EU member states and the European Parliament have reached a political agreement on new rules aimed at better protecting consumers from online fraud, unexpected charges and data misuse, parliament said last week.
Under the deal, customers will have to be clearly informed of all fees before making a payment, including currency conversion costs and ATM withdrawal charges, regardless of who operates the machine.
The measures also aim to secure access to cash in rural and remote areas, as retailers will be allowed to provide withdrawals of up to €150, and at least €100, without requiring a purchase, as mentioned in Philenews.
At the same time, the agreement seeks to open up competition in the payments market. Negotiators backed measures to remove obstacles for open-banking services, ensuring that authorised account-information and payment-initiation providers can access account data on a non-discriminatory basis.
The legislation lists prohibited barriers to data access, while mobile-device makers and e-service providers will have to allow front-end applications to store and transmit the data needed to process payments on fair and reasonable terms.
Consumers will also gain greater control over how their data is used. Payment service users will have access to a dashboard showing which third parties have been granted rights to view their account information, with the option to manage or revoke those permissions.
The package introduces stronger liability rules for fraud. Certification Service Providers (CSPs) that fail to implement adequate prevention mechanisms will be responsible for customer losses.
They will have to verify that the payee’s name and unique identifier match, refuse suspicious orders and alert the payer when discrepancies arise. Providers must also apply strong customer authentication and carry out risk assessments, while offering optional spending limits and self-exclusion tools.

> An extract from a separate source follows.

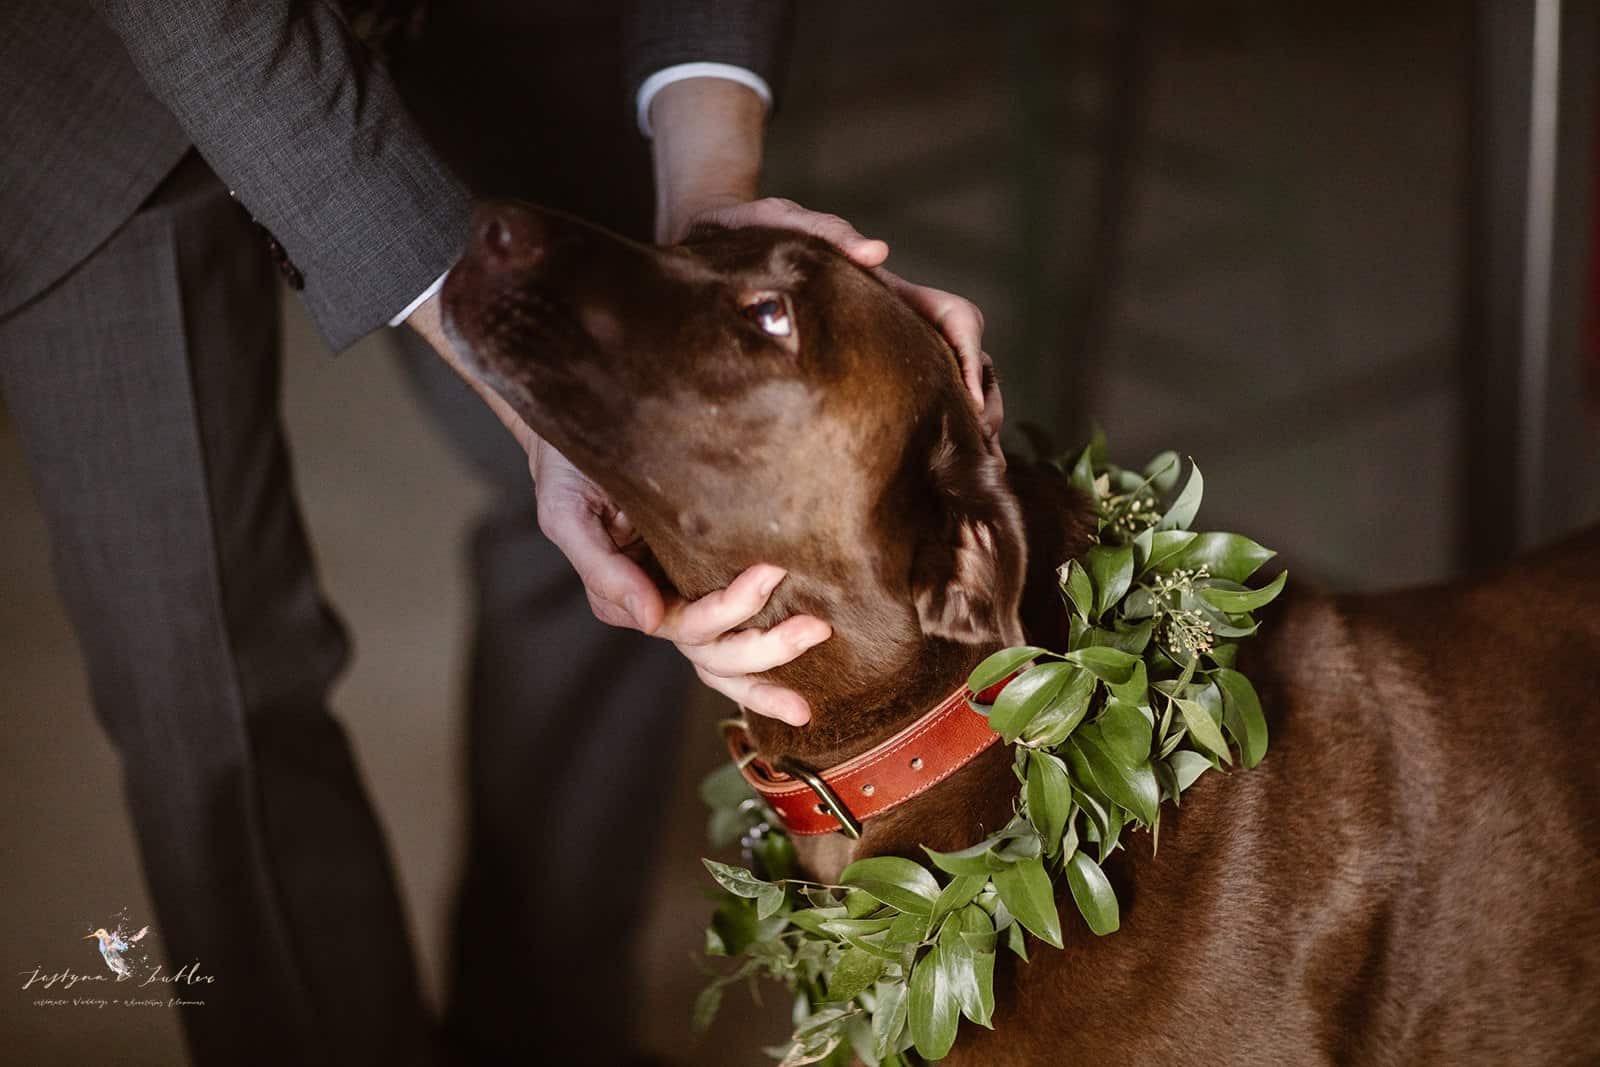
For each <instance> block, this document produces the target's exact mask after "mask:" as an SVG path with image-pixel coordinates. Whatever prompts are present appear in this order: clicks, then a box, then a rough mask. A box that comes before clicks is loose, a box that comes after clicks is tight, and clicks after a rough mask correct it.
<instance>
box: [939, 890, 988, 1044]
mask: <svg viewBox="0 0 1600 1067" xmlns="http://www.w3.org/2000/svg"><path fill="white" fill-rule="evenodd" d="M974 942H981V944H984V949H981V950H979V949H974ZM994 942H995V934H994V923H990V921H989V917H987V915H986V913H984V912H982V909H979V907H968V909H963V910H962V912H960V913H958V915H955V917H952V918H950V921H949V923H946V926H944V929H942V931H941V933H939V950H941V952H942V953H944V966H946V971H947V974H949V977H950V987H952V989H954V990H955V1000H957V1003H958V1005H960V1008H962V1014H963V1016H966V1017H968V1019H971V1021H973V1022H976V1024H978V1025H982V1027H990V1017H992V1016H994V968H992V965H994ZM979 958H987V963H989V965H990V966H989V974H987V989H986V981H984V977H986V976H984V974H981V965H979ZM986 993H987V995H986ZM990 1029H992V1027H990Z"/></svg>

Where a fraudster initiates or alters a transaction, the payment service provider (PSP) will be fully liable. Receiving PSPs will be required to freeze any transaction deemed suspicious.
To tackle impersonation scams, where criminals pose as bank staff to convince customers to authorise payments, PSPs will have to refund the entire amount, provided the victim reports the fraud to the police and informs their provider.
Online platforms will face new responsibilities as well. They will be liable to CSPs that have compensated victims if they fail to remove fraudulent content once notified, strengthening obligations already set out under the Digital Services Act.
Advertisers of financial services will also have to demonstrate to large online platforms and search engines that they are properly licensed, or legally exempt, in the jurisdiction where the service is offered.
Moreover, the agreement requires that users have access to human customer support rather than relying solely on automated systems, and it provides for public funding to help educate consumers on avoiding fraud.